Engage in genre analysis and multimodal composing to explore effective writing across disciplinary contexts and beyond.
This is a Course Learning Outcome which I do not fully understand, but believe there is a potential gain in writing ability to be had by exploring this Course Learning Outcome. That is enough reason to warrant exploring this Course Learning Outcome.
All throughout this semester, I and my classmates have engaged in routine “genre analysis” assignments, which involved investigating and criticising samples of different genres (memo, technical description….). This was very helpful in preparing myself to undertake a project in a genre that I am unexperienced in. It exposed me to the genre before beginning my writing project. Genre analysis also invited me to pick out the things that were wrong in the samples, forewarning me to the same mistakes.

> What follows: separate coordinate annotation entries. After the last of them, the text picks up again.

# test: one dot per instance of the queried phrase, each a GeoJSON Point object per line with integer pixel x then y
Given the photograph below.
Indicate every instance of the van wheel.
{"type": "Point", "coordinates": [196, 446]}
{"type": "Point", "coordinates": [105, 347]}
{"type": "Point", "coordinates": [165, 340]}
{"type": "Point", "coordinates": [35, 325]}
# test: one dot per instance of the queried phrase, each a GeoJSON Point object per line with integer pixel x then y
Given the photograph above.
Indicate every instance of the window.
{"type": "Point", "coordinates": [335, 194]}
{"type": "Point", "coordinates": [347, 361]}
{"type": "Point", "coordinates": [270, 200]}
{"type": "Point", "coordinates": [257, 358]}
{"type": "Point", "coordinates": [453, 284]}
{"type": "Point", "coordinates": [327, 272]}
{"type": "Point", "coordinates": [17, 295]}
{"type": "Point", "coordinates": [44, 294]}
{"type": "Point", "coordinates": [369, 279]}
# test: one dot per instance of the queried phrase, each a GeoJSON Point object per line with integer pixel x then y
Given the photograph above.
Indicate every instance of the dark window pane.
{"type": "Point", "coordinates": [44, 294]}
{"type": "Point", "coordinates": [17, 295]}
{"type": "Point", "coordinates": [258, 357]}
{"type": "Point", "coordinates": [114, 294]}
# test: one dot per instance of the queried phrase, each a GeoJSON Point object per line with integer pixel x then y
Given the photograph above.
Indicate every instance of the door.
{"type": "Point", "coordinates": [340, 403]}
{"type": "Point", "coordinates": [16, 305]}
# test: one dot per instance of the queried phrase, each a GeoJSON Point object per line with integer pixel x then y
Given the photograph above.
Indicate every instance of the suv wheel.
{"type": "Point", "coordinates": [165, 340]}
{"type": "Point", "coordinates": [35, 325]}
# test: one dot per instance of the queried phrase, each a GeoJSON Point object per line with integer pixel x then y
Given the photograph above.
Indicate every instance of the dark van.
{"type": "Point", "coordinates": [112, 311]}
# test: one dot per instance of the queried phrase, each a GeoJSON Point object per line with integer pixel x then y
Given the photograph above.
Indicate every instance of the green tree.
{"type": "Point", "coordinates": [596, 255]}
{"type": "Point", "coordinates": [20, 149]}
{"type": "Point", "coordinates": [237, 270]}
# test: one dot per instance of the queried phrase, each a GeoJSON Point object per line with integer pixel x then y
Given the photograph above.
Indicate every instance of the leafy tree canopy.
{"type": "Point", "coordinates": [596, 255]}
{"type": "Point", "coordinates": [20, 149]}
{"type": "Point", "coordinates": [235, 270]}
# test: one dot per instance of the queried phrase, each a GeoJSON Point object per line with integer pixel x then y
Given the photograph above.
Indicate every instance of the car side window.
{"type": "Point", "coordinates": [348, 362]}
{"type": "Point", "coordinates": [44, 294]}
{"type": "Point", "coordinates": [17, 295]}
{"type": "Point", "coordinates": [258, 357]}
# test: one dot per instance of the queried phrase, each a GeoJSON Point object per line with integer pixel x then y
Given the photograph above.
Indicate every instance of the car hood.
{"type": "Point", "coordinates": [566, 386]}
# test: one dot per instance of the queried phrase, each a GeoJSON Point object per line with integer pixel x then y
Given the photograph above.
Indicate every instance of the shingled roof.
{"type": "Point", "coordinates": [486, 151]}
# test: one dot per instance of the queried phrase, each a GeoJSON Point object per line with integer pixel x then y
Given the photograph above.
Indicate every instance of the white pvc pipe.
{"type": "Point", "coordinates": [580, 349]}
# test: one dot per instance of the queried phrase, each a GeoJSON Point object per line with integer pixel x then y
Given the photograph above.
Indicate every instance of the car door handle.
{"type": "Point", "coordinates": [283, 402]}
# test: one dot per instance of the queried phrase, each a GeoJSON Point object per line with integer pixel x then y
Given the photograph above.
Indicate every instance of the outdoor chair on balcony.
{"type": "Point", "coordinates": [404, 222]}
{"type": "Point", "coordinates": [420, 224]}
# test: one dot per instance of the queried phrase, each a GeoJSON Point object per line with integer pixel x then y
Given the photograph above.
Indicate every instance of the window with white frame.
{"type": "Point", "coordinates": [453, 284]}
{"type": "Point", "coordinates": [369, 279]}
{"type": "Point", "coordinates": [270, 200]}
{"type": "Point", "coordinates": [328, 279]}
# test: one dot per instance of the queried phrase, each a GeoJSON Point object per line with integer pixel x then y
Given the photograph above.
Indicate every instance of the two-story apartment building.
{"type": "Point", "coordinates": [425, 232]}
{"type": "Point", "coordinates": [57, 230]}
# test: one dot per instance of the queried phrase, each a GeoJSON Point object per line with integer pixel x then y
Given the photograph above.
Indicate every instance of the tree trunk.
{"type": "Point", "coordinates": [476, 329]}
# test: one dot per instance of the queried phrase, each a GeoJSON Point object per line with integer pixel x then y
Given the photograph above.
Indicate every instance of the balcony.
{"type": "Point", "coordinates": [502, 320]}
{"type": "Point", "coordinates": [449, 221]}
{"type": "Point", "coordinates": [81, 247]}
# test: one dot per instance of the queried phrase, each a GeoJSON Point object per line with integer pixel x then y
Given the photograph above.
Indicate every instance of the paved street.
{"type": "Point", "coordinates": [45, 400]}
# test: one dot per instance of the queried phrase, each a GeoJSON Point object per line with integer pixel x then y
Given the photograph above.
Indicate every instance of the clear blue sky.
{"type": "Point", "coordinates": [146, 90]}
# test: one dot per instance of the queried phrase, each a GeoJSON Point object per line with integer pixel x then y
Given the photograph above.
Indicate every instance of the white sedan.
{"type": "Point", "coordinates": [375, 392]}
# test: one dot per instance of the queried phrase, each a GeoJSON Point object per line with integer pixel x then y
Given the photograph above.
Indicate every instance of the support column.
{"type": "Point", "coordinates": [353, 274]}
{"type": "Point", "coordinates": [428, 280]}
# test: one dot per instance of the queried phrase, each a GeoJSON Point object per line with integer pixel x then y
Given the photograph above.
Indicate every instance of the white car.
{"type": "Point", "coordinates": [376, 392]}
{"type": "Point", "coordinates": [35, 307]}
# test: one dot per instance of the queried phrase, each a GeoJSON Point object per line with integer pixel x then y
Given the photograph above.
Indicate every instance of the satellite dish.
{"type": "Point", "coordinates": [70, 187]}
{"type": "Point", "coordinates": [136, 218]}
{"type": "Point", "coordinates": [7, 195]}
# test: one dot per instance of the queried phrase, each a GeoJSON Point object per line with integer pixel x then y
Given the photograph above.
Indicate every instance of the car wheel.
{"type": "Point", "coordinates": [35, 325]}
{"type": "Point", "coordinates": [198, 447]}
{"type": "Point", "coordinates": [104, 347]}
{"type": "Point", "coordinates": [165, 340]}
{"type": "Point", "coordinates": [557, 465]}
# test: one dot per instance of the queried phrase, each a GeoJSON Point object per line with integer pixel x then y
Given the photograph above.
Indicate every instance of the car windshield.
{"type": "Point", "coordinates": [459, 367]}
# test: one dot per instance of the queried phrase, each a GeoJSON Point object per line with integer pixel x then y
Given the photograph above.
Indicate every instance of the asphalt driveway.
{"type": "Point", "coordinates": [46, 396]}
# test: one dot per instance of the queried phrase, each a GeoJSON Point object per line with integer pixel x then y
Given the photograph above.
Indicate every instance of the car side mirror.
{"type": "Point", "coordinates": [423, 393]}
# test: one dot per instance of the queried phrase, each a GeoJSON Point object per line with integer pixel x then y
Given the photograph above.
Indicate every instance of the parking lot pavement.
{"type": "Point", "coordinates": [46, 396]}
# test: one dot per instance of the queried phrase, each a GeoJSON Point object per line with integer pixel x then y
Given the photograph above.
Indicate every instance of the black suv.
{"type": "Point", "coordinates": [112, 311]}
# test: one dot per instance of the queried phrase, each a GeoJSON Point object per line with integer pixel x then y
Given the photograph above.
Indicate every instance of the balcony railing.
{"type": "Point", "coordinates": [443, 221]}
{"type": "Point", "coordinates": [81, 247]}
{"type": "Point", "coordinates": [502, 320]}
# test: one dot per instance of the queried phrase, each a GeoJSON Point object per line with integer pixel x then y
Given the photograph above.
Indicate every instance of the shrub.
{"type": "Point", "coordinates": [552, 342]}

In my opinion, the system is not perfect. I personally would prefer to know how the samples rank before undertaking the genre analysis, this way I would know for a fact what traits are desirable and which aren’t. Another advantage to knowing the ranking of the samples would be preventing students from unknowingly looking at a poor sample for inspiration.
This is especially true for a student who is unfamiliar with the genre in question, as he or she will find it more distinguish between the good samples and bad samples.
I understand why one would choose for the rank of the samples to be not told to the students. This would force the students to really pay attention, and pick apart the samples. It would also force students to learn to use their own intuition, teaching young professionals to “trust their gut”, so to speak. That being said, my preference is still to know the rank of the samples before undertaking my genre analysis.